September 29th, 2010 at 4:56 am
Yes, that’s what I have in mind, LabRat. Frequently creationist arguments revolve around errors about the nature of evolution, which are actually common perceptions in people who believe the name evolution but don’t know what it is. An example would be a Star Trek Voyager episode, where a couple of characters are exposed to a chemical that “accelerates evolution”, and undergo a series of transformations. If you have even the most basic understanding of what evolution is, you know this makes no sense; however they can still write it into the show despite the fact everyone involved, and the audience, were supposedly taught evolution in school.
On a more dangerous note, I heard a caller to a radio show arguing for various new entitlement spending on the grounds that we had evolved “to the point where we take care of our weakest members.”
Both of these views, that evolution is a transformation of individuals and that evolution is a moral improvement, are attacked by creationists (and, ignoring the fact that those aren’t evolution at all, successfully debunked.) Creationist attacks could make a good springboard for teaching what evolution is and isn’t; I could go on and on with examples. Hopefully it would expose students to some techniques of critical thinking as well.
This is not so much a serious proposal, as an elaborate complaint about the quality of education we are forced to pay so much for.
September 29th, 2010 at 9:24 am
But you know we only export our WORST things… KFC, Pizza Hut, Baskin-Robbins, so why shouldn’t it carry over to TV series???
October 1st, 2010 at 5:40 pm
if people evolved from monkeys, why are monkeys still around
Um, some of us leave Massachusetts to move to Georgia. Why is Massachusetts still around?

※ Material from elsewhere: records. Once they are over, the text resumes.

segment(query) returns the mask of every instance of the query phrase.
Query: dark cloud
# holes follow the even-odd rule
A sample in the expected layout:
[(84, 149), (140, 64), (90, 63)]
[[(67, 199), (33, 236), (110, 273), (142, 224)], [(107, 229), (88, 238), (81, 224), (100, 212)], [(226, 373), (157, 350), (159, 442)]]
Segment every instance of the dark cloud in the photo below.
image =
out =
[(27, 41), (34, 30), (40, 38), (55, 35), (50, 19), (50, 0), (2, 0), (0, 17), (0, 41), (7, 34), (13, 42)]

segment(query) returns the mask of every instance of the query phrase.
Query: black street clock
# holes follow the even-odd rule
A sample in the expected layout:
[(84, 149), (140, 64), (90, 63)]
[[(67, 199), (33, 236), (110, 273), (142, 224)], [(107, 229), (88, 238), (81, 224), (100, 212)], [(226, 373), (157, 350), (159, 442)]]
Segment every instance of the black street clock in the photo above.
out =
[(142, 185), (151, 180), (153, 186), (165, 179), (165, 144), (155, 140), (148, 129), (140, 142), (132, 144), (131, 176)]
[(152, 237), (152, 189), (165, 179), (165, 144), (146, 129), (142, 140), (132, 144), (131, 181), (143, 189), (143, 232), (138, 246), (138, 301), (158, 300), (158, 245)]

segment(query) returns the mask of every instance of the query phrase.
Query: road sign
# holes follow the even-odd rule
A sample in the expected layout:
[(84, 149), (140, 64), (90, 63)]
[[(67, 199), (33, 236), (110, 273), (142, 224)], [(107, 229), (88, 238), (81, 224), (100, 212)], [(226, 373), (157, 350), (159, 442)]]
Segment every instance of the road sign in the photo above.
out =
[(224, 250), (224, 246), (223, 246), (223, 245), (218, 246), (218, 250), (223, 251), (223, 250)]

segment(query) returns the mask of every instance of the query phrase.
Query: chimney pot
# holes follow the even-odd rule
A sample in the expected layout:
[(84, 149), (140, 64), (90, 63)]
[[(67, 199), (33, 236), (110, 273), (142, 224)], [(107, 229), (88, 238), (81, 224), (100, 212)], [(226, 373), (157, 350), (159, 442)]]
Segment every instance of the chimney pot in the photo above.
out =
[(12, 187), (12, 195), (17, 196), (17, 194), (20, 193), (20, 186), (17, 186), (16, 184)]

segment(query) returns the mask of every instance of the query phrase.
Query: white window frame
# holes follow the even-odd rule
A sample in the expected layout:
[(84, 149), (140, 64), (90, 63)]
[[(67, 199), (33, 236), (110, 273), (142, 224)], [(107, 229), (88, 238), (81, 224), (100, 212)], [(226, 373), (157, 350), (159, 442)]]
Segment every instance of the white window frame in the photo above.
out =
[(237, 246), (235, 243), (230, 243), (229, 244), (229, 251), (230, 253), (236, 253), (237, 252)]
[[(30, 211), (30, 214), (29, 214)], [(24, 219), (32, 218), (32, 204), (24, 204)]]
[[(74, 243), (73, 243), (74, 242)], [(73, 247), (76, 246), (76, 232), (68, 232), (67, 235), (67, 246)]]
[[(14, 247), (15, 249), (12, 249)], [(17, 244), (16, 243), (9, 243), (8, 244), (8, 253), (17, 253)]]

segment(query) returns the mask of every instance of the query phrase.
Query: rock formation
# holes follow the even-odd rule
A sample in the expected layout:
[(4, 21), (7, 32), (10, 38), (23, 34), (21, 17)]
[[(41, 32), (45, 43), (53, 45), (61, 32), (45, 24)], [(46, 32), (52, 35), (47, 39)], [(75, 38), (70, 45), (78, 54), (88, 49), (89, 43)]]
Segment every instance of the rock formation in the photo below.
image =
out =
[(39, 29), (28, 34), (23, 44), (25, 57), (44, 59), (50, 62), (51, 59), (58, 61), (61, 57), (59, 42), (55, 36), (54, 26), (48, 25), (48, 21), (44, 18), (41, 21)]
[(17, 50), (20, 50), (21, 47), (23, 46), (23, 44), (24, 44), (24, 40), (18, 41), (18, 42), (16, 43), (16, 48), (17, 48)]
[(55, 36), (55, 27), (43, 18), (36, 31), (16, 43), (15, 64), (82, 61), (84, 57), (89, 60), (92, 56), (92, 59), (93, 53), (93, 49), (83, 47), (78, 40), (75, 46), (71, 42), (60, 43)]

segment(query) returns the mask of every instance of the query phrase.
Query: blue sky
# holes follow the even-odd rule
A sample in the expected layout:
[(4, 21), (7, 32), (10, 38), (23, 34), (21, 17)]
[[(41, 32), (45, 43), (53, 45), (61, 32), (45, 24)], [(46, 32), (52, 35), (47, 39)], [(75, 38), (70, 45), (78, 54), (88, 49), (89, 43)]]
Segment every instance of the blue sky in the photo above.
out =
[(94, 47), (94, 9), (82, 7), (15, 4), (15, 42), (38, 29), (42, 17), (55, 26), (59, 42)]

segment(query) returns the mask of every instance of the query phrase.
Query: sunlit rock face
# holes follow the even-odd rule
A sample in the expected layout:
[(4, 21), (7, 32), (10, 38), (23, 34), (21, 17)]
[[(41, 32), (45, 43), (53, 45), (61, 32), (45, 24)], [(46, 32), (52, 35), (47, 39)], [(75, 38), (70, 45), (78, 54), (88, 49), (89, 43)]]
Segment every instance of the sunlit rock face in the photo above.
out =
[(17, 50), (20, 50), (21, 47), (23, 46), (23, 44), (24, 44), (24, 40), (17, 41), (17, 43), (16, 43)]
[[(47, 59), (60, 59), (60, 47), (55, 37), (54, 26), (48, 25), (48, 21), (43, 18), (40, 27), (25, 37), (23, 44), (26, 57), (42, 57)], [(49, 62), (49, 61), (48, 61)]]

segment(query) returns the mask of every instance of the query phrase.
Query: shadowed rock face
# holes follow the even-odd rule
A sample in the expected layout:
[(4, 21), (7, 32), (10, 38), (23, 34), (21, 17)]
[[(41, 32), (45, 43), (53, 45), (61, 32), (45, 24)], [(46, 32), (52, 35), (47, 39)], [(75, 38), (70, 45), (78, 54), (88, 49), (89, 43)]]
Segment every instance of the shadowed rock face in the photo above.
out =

That said, her opponent really was a Marxist. Voting for her is a double win - it pisses off two groups in desperate need of it:
1. Lefties, as they see their (maybe-ex) Marxist lose.
2. The Republican Establishment, who see that we’ll vote for the Village Idiot rather than their candidate.
October 19th, 2010 at 3:18 pm
Given that it’s an “argument” that major creationist organisations state should never be used it appears O’Donnell is as ignorant about creation as she is about evolution.
If I recall correctly, they did actually try discussing creation in religion classes, in the UK I think, the evolutionary wingnuts wouldn’t have a bar of it there either.